The older brother became angry and refused to go in. So his father went out and pleaded with him. But he answered his father, “Look! All these years I’ve been slaving for you and never disobeyed your orders. Yet you never gave me even a young goat so I could celebrate with my friends. But when this son of yours who has squandered your property with prostitutes comes home, you kill the fattened calf for him!”

“My son,” the father said, “you are always with me, and everything I have is yours. But we had to celebrate and be glad, because this brother of yours was dead and is alive again; he was lost and is found.” (15:25-32)

Jesus does not say what response the older brother made to his father’s plea. Could He have left the story open-ended in hopes of a favorable response from the Pharisees and teachers of the law? Was He hoping for a favorable response from you? The older brother had two options: he could join the party, or He could be a party pooper. And those are the options open to us.

Millions of those yet to be reached are identified with distinct blocs of people: Muslims, Hindus, Buddhist, animists. The difficulty of access may not be geographic so much as political, social, religious, cultural and linguistic. Add to these the accessible but unreached. If Jesus is the Way and the only Way, all these unreached are lost unless they put their faith in Jesus Christ. But “how can they believe in the one of whom they have not heard? And how can they hear without someone preaching to them?” (Romans 10:14).

What is your attitude toward these who are lost, whether in other lands or at home? As a believer, is your heart broken by their lostness? Do you pray for them with tears? Do you give until it hurts that they may hear the gospel? Are you prepared, if God should call, to go to them with the message of hope?

What are you doing to accelerate missionary advance into countries or areas where lost people wait to be found? Are you involving your family? your church? Is the church where you worship zealous for the lost? Or are the members lethargic and lukewarm?

Missions—missions by the Book—involves searching for, finding and saving lost people of every culture and on every continent. Dying people must find Christ, the Life! People groping in pagan darkness must see Him who alone is the Light. Lost people, whatever the cost, must be found.

I left the U.S. Embassy in Saigon on the third-from-last chopper out of that stricken city. My last act before leaving had been to contact my 500 Vietnamese friends waiting at the Church. I relayed the good news that a ship still at the docks could take them all to safety—if they hurried.

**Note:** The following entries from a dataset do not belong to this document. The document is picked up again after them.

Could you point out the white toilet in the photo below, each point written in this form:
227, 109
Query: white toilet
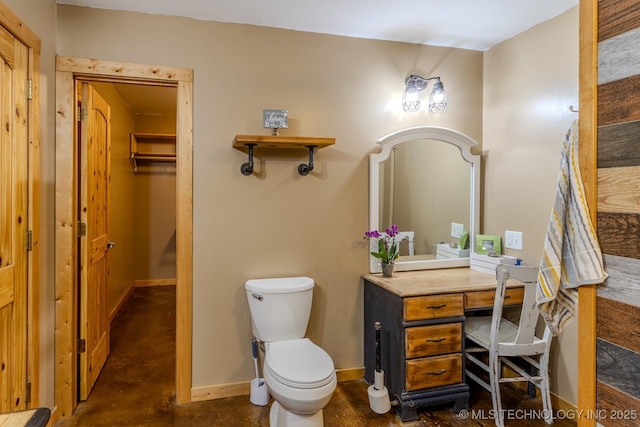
299, 375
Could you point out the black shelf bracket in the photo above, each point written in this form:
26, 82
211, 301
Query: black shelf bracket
247, 168
304, 168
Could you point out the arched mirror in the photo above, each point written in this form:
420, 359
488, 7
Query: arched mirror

A few weeks later, on Guam, I met the Vothanh Thoi family, who had been at the church. They told me that as soon as they heard of the rescue ship, they jumped into their Volkswagen. They sped across town to the port and boarded the ship to safety.

“But what about the hundreds who were waiting with you?” I asked.

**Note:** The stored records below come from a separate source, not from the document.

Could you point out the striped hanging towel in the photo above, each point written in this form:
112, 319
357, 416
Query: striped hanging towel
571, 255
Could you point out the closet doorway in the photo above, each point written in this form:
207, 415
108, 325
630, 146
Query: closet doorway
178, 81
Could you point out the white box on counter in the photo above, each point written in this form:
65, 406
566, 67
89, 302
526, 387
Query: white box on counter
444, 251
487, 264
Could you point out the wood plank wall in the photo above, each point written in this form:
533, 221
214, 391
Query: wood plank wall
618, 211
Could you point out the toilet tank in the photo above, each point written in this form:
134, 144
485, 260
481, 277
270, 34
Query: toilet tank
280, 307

“Oh, they didn’t believe they could reach the ship. They decided to wait for a helicopter.”

My heart ached. “They didn’t believe.” I had risked my life to provide them an escape route. For want of faith, they had failed to take advantage of it.

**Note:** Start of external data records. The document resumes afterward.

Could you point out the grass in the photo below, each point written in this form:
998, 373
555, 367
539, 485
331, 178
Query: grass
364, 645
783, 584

In the ensuing communist takeover, some of them died, some were imprisoned; all suffered under the heavy hand of the new regime.

Let me ask you to do something that may open a whole new chapter in your life. Get down on your knees with your Bible open to Luke 15. Then ask God to speak to you by His Spirit. Let Him speak not just about the Why? of missions but about the How? of your personal involvement. For He does want you to be involved!

 

(Adapted by permission from Missions By The Book by Tom Stebbins.)